Great job Mike, truly beautiful work!


----------



## Leatherneck (Dec 14, 2008)

thats just awesome work Mike. Very beautiful.
love the finish. :thumbsup:


----------



## Chad (May 10, 2009)

Looks awesome, great job.


----------



## Daren (Oct 14, 2006)

Sweet !


----------



## Kenbo (Sep 16, 2008)

WOW!!! 
That is some seriously nice looking box Mike. Forget you little brother, I want one. :laughing: Great job.
By the way, how did you get the perfect corners cut on the lathe. Mine usually come out rounded. :laughing:
Ken


----------



## thekctermite (Dec 23, 2007)

Kenbo said:


> By the way, how did you get the perfect corners cut on the lathe. Mine usually come out rounded.

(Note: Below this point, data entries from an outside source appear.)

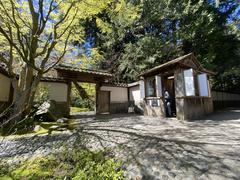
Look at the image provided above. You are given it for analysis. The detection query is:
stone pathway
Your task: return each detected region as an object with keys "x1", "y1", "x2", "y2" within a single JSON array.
[{"x1": 0, "y1": 109, "x2": 240, "y2": 180}]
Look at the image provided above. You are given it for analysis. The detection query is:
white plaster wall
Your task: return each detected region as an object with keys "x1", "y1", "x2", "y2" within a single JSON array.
[
  {"x1": 0, "y1": 73, "x2": 11, "y2": 102},
  {"x1": 100, "y1": 86, "x2": 128, "y2": 102},
  {"x1": 129, "y1": 85, "x2": 141, "y2": 102},
  {"x1": 41, "y1": 82, "x2": 68, "y2": 102}
]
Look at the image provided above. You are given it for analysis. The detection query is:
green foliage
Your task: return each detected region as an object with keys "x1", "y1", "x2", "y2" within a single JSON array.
[
  {"x1": 0, "y1": 149, "x2": 124, "y2": 180},
  {"x1": 85, "y1": 0, "x2": 240, "y2": 90},
  {"x1": 70, "y1": 107, "x2": 91, "y2": 113},
  {"x1": 34, "y1": 83, "x2": 49, "y2": 104}
]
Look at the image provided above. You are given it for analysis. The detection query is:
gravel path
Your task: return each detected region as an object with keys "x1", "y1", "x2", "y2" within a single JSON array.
[{"x1": 0, "y1": 109, "x2": 240, "y2": 180}]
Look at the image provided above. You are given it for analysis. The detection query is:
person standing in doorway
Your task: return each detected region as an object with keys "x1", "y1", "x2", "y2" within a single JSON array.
[{"x1": 164, "y1": 90, "x2": 172, "y2": 117}]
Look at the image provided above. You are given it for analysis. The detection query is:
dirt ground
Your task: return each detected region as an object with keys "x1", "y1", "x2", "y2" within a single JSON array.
[{"x1": 0, "y1": 108, "x2": 240, "y2": 180}]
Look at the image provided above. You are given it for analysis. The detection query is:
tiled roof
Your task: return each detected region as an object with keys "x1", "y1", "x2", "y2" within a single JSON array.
[
  {"x1": 55, "y1": 64, "x2": 113, "y2": 77},
  {"x1": 139, "y1": 53, "x2": 215, "y2": 76},
  {"x1": 41, "y1": 76, "x2": 67, "y2": 83},
  {"x1": 139, "y1": 53, "x2": 192, "y2": 76}
]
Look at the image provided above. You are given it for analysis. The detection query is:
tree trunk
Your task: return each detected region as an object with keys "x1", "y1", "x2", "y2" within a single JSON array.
[{"x1": 11, "y1": 67, "x2": 42, "y2": 122}]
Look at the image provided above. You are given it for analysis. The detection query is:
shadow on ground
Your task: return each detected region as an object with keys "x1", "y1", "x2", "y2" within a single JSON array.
[{"x1": 0, "y1": 109, "x2": 240, "y2": 180}]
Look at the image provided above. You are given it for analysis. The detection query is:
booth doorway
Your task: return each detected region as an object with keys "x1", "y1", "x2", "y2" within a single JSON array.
[
  {"x1": 163, "y1": 74, "x2": 176, "y2": 117},
  {"x1": 98, "y1": 91, "x2": 110, "y2": 114}
]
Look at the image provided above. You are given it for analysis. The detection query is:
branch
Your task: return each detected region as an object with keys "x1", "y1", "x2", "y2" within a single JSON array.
[{"x1": 44, "y1": 31, "x2": 72, "y2": 73}]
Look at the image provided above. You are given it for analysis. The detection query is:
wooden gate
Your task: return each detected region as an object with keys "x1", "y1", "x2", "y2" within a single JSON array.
[{"x1": 98, "y1": 91, "x2": 110, "y2": 114}]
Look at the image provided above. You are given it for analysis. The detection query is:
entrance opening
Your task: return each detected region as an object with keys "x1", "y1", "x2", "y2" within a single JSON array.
[
  {"x1": 163, "y1": 74, "x2": 176, "y2": 117},
  {"x1": 71, "y1": 82, "x2": 96, "y2": 114},
  {"x1": 98, "y1": 91, "x2": 110, "y2": 114}
]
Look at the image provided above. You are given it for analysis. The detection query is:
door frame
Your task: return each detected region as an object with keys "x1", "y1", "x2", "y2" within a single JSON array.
[{"x1": 97, "y1": 90, "x2": 111, "y2": 114}]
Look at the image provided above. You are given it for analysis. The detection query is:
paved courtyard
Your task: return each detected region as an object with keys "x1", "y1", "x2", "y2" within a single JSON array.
[{"x1": 0, "y1": 108, "x2": 240, "y2": 180}]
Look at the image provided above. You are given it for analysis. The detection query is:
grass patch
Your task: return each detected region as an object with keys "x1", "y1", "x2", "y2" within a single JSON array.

Agreed, that's some fancy skew chisel work! :laughing:

Everything about that humidor just looks right! :thumbsup:


----------



## slatron25 (Dec 18, 2007)

Excellent work Mike. It's beautiful.


----------



## firehawkmph (Apr 26, 2008)

Thanks guys,
I have been watching it the last few days since putting the humidifier in there. The humidity has been staying in the low to mid 70's. I had to shave a few pieces of the spanish cedar so it wasn't binding. I am going out now to slot the four screwholes holding the top piece of cedar to the lid. The cedar is bowing slightly from expanding. This is the first time I have made something and than introduced moisture to it after the fact. 
Mike Hawkins


----------



## ihackwood (Sep 5, 2009)

that is awesome, i smoke mine up to fast, it would'nt humidor enough.


----------